Retail companies are increasing their e-commerce sales. Buying departments are hiring individuals specifically for e-commerce merchandising and sales. Most e-commerce purchasing is from consumers using a PC. Even though it appears everything is becoming more mobile-only, we cannot deny the importance of current PC users. The PC is still used in offices and homes, and people use it for more than just browsing-they are viewing products and shopping. Marketing teams can send e-mail blasts or display ads on their site to ensure PC users are getting the deals. However, to increase traffic to their sites it is important for businesses to have a mobile presence.

Last week I discussed the benefits of media convergence, and converging to mobile is an excellent business strategy. Companies are becoming more efficient in using mobile as a marketing tool. This article describes the benefits of businesses using mobile apps to personalize an experience for their consumers. When a consumer downloads and opens an app, the app enables marketing teams to pinpoint the location, purchase history, and shopping patterns of the customer. This information allows direct targeting for what the customer is looking for from the store.

One of the most fascinating market trends is the feature of geofencing. Geofencing is a location-based service and can be used by businesses to not only promote themselves, but keep customers away from competitors.

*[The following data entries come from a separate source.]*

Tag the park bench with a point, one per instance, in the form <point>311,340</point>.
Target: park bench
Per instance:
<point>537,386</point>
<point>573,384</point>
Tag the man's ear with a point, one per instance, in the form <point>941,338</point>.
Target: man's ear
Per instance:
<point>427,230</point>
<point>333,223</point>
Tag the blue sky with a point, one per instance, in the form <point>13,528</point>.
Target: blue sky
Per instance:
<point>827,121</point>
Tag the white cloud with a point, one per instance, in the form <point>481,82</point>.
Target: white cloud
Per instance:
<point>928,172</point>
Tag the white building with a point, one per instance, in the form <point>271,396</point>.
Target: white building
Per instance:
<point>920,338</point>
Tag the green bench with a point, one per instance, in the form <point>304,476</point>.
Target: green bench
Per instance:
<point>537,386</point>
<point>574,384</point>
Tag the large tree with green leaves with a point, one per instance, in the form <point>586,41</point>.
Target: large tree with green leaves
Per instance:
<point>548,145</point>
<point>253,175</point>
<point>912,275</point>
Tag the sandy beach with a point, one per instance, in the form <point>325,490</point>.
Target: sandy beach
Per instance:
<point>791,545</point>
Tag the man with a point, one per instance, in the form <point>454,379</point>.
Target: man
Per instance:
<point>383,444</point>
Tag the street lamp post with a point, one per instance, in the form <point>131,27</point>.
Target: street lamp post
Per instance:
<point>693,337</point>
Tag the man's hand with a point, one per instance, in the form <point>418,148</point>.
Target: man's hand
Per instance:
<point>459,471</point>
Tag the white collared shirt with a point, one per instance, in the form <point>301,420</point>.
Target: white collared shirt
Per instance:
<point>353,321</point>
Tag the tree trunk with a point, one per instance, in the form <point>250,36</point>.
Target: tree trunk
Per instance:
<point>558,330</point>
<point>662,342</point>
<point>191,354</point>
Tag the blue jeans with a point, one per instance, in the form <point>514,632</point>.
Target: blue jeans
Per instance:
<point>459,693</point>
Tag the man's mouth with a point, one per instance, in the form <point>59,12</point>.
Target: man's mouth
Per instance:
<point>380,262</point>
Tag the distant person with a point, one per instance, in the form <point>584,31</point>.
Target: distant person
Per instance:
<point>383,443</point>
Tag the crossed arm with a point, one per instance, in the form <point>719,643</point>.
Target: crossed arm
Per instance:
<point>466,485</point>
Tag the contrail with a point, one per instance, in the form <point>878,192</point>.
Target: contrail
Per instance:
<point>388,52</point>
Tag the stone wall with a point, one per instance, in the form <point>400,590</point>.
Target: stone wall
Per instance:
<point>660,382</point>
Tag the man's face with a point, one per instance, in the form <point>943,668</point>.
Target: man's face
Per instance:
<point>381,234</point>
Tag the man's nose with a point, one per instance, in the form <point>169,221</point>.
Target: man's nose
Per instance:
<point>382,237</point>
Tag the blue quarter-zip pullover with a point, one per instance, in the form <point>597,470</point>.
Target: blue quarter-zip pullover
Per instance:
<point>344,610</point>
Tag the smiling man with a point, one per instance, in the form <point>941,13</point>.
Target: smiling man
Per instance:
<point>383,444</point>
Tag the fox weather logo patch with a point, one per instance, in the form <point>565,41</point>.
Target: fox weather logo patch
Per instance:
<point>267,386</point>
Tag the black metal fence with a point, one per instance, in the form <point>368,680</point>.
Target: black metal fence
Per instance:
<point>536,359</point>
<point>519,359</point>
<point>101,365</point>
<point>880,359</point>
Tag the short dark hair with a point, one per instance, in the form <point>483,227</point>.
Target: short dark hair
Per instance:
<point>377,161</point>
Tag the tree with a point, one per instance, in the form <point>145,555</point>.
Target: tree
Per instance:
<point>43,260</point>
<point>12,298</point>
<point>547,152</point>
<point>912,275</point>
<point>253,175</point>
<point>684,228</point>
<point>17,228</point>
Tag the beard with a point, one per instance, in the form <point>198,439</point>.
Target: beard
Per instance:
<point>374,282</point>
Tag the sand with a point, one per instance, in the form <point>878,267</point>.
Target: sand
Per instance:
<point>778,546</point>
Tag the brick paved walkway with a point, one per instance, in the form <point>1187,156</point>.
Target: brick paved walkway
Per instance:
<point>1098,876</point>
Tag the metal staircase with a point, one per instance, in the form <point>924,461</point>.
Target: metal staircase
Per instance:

Here is a scenario to give you the full effect of strategic geofencing:

Let’s say Company A is an established business with great customer satisfaction. It is connected to customers through an online store, social media, and it’s own app, Suddenly, Company B builds more stores in the same locations as Company A’s stores, and it’s their biggest competitor. How can Company A stay on top?

Geofencing allows certain alerts to be triggered based on location. If a customer enters a certain barrier around the store, that customer will receive an alert (in form of an app notification, e-mail, or an ad display on another app) with a coupon. Instant coupons? Why not go into the store and take a look around? However, it is important to not overdo the alerts and annoy the customer. Integrating coupons and sales information seamlessly, such as providing rewards for checking into the store location, is very effective with mobile-savvy consumers.

Alerts are a great way to get sales information to the customer as long as they are not spamming their phones. Again, understanding purchase history can increase customer satisfaction. If there is a sale for a certain product, alerts should go to everyone who has previously bought that product in that location. Relevancy with specific, personalized ads makes all the difference in whether or not a consumer will read an alert.

To take geofencing a step further, Company A could create a barrier near their competitor’s location so when customers are somewhere near Company B they will receive sales information about Company A. Location services are powerful and should be used strategically for promotions.

Mobile technology is absolutely necessary for future success of businesses. It does not have to be the only used technology just yet, but businesses must understand that mobile technology is changing everything about consumer interest.